Reduced functional connectivity of default mode network subsystems in depression: Meta-analytic evidence and relationship with trait rumination.

机构信息

Department of Psychiatry and Behavioral Sciences, Stanford University, Stanford, USA.

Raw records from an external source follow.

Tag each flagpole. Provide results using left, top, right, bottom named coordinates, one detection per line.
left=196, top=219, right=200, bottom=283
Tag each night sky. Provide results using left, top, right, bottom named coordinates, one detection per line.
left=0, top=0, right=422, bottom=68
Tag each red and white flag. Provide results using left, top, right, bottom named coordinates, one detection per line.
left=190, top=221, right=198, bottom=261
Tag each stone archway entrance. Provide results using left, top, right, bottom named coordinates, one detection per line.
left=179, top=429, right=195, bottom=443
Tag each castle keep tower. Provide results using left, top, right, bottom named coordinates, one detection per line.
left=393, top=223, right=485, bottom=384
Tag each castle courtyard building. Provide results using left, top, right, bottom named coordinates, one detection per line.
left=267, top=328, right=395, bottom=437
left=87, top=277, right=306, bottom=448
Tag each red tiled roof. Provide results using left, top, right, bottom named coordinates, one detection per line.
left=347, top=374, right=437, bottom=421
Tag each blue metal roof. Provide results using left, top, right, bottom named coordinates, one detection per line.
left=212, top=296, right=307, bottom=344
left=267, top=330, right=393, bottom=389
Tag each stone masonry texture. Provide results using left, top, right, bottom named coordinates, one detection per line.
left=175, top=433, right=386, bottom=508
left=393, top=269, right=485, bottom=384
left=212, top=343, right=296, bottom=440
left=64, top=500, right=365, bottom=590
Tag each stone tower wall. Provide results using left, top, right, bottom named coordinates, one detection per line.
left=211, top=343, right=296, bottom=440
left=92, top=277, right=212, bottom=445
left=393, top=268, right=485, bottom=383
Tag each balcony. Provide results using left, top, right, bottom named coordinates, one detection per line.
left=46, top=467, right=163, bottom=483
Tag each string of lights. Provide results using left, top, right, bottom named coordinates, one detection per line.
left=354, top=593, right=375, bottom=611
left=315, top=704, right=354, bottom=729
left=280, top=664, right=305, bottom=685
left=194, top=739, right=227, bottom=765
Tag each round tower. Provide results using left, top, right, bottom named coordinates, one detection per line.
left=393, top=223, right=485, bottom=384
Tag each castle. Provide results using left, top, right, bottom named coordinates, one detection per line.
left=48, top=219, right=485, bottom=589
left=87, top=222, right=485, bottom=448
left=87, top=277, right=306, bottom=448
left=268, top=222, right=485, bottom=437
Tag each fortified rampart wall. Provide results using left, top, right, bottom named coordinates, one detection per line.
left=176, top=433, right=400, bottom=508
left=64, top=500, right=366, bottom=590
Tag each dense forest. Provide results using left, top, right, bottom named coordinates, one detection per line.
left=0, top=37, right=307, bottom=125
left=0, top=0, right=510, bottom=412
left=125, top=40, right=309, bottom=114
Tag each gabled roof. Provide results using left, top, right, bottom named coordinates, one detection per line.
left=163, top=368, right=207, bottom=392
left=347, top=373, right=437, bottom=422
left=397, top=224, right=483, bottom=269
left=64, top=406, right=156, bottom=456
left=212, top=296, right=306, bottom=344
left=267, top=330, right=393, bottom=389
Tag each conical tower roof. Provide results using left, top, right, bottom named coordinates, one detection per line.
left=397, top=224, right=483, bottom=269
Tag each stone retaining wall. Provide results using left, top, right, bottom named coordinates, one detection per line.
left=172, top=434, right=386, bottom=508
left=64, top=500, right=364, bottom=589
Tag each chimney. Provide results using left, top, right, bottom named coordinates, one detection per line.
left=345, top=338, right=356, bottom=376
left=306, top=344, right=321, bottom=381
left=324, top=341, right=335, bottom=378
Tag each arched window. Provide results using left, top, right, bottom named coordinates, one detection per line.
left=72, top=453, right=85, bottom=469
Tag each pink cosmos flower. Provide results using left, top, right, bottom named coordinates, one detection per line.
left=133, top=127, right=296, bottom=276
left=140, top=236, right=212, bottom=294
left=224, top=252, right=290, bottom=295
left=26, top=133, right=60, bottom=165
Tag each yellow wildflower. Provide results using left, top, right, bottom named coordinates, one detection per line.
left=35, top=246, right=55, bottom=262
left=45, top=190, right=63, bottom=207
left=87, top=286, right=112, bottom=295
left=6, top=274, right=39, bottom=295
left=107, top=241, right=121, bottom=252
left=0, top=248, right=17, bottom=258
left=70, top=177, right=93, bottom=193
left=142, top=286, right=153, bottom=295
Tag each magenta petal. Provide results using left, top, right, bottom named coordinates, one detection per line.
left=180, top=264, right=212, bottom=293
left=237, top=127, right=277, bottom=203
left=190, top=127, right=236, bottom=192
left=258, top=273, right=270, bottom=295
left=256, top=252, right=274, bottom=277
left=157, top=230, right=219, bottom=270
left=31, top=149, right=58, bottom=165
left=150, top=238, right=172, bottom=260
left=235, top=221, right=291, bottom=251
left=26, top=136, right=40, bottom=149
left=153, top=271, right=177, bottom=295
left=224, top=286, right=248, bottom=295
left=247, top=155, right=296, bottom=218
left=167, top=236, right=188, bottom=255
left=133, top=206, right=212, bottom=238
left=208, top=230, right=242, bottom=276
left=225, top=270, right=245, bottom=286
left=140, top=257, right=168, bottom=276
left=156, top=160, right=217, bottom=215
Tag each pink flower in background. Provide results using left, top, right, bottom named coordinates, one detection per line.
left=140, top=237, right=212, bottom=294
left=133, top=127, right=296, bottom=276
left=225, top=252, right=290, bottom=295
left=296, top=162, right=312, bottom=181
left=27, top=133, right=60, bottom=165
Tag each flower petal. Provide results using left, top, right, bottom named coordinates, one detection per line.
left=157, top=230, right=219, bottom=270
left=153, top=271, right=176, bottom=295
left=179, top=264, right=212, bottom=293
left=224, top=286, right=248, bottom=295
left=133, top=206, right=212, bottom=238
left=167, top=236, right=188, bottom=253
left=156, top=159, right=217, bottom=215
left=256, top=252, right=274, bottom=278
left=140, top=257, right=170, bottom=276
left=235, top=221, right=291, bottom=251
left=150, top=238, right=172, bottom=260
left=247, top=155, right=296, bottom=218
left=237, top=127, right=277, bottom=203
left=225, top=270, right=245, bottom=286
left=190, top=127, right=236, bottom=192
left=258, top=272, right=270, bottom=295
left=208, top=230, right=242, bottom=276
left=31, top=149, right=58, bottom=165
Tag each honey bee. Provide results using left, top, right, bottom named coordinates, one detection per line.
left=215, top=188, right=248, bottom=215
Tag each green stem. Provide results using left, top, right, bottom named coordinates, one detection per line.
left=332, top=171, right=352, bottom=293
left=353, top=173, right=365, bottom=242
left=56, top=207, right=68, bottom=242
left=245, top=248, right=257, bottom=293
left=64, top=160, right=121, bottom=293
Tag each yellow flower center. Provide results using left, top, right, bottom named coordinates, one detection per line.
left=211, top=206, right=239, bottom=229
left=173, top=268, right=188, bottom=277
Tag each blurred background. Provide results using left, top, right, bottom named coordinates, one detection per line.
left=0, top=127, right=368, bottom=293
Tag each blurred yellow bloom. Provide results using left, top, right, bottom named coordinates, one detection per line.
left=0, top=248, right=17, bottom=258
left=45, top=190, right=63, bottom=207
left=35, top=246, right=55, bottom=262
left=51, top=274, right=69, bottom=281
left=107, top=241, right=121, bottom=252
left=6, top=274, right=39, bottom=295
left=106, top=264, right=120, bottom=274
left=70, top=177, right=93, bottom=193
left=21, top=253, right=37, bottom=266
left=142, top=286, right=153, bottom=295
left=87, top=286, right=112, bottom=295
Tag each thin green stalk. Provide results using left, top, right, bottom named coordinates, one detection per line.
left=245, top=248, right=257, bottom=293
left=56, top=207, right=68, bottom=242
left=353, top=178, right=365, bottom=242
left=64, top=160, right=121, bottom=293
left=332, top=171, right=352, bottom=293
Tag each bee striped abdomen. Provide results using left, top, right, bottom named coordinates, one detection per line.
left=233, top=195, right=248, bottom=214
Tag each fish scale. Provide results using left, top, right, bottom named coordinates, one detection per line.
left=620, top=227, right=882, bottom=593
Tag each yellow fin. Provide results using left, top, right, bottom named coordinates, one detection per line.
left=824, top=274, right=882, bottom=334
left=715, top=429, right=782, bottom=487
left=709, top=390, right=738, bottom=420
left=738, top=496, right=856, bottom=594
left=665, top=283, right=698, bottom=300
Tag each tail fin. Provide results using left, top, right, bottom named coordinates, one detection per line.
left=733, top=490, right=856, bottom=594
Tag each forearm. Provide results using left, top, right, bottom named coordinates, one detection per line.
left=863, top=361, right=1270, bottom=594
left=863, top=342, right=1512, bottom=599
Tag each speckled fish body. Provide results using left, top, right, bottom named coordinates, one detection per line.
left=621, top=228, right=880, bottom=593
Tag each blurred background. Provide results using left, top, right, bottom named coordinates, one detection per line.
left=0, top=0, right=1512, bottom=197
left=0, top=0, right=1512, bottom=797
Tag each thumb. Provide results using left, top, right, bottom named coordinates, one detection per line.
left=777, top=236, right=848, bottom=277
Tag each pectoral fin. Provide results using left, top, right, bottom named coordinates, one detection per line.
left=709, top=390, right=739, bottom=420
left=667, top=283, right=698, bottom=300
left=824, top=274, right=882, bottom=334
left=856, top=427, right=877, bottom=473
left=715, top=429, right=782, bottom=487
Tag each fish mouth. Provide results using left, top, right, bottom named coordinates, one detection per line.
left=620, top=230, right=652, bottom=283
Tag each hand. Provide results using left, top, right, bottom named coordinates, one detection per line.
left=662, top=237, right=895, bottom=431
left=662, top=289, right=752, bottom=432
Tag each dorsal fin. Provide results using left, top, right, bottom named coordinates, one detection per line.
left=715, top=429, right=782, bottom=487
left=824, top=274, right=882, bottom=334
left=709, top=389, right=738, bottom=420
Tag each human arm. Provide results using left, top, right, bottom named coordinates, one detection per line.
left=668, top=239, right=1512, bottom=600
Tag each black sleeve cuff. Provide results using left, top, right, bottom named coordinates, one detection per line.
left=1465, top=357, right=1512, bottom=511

Department of Psychiatry and Behavioral Sciences, Stanford University, Stanford, USA; Sierra-Pacific Mental Illness Research, Education, and Clinical Center (MIRECC) Veterans Affairs Palo Alto Health Care System, Palo Alto, CA, USA.

出版信息

Neuroimage Clin. 2021;30:102570. doi: 10.1016/j.nicl.2021.102570. Epub 2021 Jan 18.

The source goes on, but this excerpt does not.